In the first six months, a significant nonlinear decline was found in adherence to attendance; a significant linear decline was found in adherence to self-monitoring and the energy goal; a significant linear and nonlinear decline was found in adherence to the exercise and the fat gram goals (all ts >2.25 and ps < 0.0001). However, in the second six months, only a significant linear decline was observed to all intervention components (all ts > 2.22 and ps < 0.0001).
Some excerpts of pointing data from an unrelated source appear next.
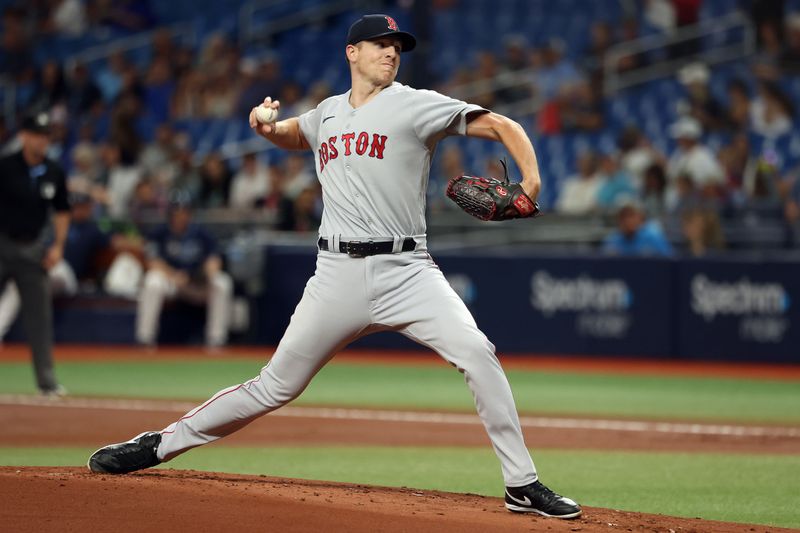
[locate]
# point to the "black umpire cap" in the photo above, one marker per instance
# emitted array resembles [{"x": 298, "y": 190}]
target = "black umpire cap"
[
  {"x": 36, "y": 123},
  {"x": 371, "y": 27}
]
Adherence and weight change

In the first six months, the mean weight loss from baseline was − 9.42 ± 5.93% (−8.81 ± 5.96 kg). Using univariate regression models controlling for the effect of time, we found greater weight loss was significantly associated with greater attendance, more frequent self-monitoring, and higher adherence to exercise and energy goals (P for all < 0.0001) (Table 2). However, no significant difference in weight loss was observed between those who were adherent and those who were not adherent to the fat gram goal. The final multiple regression model with percent weight change as a dependent variable indicated significant associations with more frequent self-monitoring (P = 0.004), greater attendance (P = 0.005) and adherence to the energy goal (P = 0.032). A marginally significant association was also observed between adherence to the exercise goal and percent weight change (P = 0.07) (Table 3).

Table 2.

Univariate regression modelsa of measures of adherence as predictors of percent weight change

Adherence components Intensive intervention phase 0–6 months (n = 139)
Less-intensive intervention phase 7–12 months (n = 106)
Estimate SE t(P) Estimate SE t(P)
Attendance 0.19 0.04 4.68 (<0.0001) 0.30 0.09 3.25 (0.001)
Self-monitoring 0.25 0.04 6.91 (<0.0001) 0.17 0.08 2.12 (0.03)
Exercise goal 0.15 0.03 4.74 (<0.0001) 0.24 0.08 2.96 (0.003)
Calorie goal 0.17 0.03 5.33 (<0.0001) 0.14 0.08 1.67 (0.09)
Fat gram goal −0.02 0.04 0.76 (0.44) −0.01 0.09 −1.4 (0.89)

Note:

a

Models adjusted for the effect of function of time (square root).

Abbreviation:SE, standard error.

Table 3.

Final multivariate regression models a of the set of adherence components as predictors of percent weight change

Adherence measures Intensive intervention phase 0–6 months (n = 139)
Less-intensive intervention phase 7–12 months (n = 106)
Estimate SE t(P) Estimate SE t(P)
Attendance 0.12 0.04 2.81 (0.005) 0.26 0.09 2.79 (0.0054)
Self-monitoring 0.14 0.05 2.88 (0.004)
Exercise goal 0.06 0.03 1.79 (0.07) 0.20 0.08 2.47 (0.01)
Calorie goal 0.08 0.04 2.15 (0.03)

Notes: Parsimonious model did not include self-monitoring and calorie goal in the less-intensive phase;

a

Models adjusted for the effect of function of time (square root).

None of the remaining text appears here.